Network Working Group J. Laganier
Internet-Draft ENS Lyon / Sun Microsystems, Inc.
Expires: August 25, 2003 G. Montenegro
Sun Microsystems, Inc.
February 24, 2003
Using IKE with IPv6 Cryptographically Generated Address
draft-laganier-ike-ipv6-cga-00
Status of this Memo
This document is an Internet-Draft and is in full conformance with
all provisions of Section 10 of RFC2026.
Internet-Drafts are working documents of the Internet Engineering
Task Force (IETF), its areas, and its working groups.

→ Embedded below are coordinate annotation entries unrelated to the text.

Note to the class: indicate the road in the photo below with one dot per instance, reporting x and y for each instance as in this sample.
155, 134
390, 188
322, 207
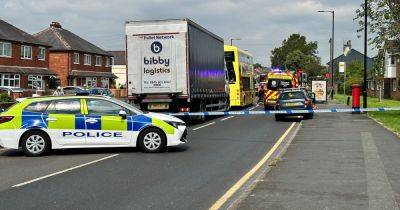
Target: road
194, 176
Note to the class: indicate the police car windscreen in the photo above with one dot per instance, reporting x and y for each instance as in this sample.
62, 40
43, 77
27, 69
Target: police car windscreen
292, 95
276, 84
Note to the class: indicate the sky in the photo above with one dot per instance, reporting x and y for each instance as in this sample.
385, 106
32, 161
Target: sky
261, 25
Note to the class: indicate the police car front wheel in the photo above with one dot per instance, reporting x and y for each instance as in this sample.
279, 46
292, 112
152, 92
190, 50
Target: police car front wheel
35, 143
152, 140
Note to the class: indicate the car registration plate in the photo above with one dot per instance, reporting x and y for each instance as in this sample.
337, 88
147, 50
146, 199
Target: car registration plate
158, 106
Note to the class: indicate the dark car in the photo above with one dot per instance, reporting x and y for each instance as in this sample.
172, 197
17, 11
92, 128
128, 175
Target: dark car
101, 92
75, 90
295, 99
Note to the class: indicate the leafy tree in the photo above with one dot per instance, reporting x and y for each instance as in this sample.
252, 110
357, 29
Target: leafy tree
293, 43
354, 75
383, 21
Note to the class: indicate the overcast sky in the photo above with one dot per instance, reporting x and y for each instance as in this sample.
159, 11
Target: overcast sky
262, 25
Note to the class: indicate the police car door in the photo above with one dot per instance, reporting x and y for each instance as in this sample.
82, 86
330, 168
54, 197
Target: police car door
104, 125
65, 122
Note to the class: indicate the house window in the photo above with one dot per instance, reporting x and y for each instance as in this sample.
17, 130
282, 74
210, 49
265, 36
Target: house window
105, 82
35, 82
5, 49
10, 80
107, 62
76, 58
91, 81
42, 53
87, 60
98, 60
26, 52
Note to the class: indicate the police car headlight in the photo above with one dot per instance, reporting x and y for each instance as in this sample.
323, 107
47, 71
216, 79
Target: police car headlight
176, 124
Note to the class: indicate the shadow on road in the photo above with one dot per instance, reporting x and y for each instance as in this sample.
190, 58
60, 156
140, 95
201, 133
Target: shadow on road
91, 151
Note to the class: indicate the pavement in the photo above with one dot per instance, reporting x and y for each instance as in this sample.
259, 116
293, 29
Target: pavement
336, 161
220, 152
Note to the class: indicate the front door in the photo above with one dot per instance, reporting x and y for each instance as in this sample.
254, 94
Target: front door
65, 122
104, 125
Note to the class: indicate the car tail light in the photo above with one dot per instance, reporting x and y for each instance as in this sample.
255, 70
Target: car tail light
184, 109
4, 119
308, 102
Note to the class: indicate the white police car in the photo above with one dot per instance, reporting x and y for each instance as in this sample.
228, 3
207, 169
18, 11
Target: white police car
39, 124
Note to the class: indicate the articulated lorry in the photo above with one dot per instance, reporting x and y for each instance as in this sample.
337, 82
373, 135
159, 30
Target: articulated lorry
176, 66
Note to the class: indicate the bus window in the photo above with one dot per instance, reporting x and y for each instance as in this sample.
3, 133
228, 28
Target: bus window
229, 59
276, 84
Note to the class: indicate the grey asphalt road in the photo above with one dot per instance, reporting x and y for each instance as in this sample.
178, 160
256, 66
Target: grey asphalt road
186, 177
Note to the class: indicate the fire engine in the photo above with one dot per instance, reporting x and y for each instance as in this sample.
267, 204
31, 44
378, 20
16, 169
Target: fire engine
277, 80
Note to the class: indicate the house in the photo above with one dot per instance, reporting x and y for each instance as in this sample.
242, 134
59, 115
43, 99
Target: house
24, 60
388, 86
118, 63
76, 61
350, 55
391, 82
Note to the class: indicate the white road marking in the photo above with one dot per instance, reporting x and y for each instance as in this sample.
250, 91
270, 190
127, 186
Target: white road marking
64, 171
220, 202
203, 126
254, 107
227, 118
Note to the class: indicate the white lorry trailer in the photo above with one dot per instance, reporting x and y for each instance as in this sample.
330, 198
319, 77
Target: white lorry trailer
175, 66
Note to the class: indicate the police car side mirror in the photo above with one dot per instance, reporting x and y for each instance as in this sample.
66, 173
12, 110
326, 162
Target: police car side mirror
122, 114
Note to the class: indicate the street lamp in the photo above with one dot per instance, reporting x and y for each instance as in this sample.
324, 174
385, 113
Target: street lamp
236, 39
332, 45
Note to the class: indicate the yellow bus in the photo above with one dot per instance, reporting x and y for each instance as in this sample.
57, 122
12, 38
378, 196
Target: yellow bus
239, 65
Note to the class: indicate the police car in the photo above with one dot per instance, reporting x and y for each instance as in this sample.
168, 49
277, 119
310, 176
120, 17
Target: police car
38, 125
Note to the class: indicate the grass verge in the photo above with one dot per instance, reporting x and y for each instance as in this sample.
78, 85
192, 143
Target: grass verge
390, 119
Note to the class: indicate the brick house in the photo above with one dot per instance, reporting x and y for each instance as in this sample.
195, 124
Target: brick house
76, 61
118, 63
24, 60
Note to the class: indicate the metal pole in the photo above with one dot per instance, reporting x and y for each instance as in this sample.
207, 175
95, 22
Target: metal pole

Note that
other groups may also distribute working documents as Internet-
Drafts.
Internet-Drafts are draft documents valid for a maximum of six months
and may be updated, replaced, or obsoleted by other documents at any
time. It is inappropriate to use Internet-Drafts as reference
material or to cite them other than as "work in progress."
The list of current Internet-Drafts can be accessed at http://
www.ietf.org/ietf/1id-abstracts.txt.
The list of Internet-Draft Shadow Directories can be accessed at
http://www.ietf.org/shadow.html.
This Internet-Draft will expire on August 25, 2003.
Copyright Notice
Copyright (C) The Internet Society (2003). All Rights Reserved.
Abstract
This document describes IKE peer authentication via IPv6
Cryptographically Generated Addresses. These have been proposed to
solve several security issues in the absence of any trusted
infrastructure.
Laganier & Montenegro Expires August 25, 2003 [Page 1]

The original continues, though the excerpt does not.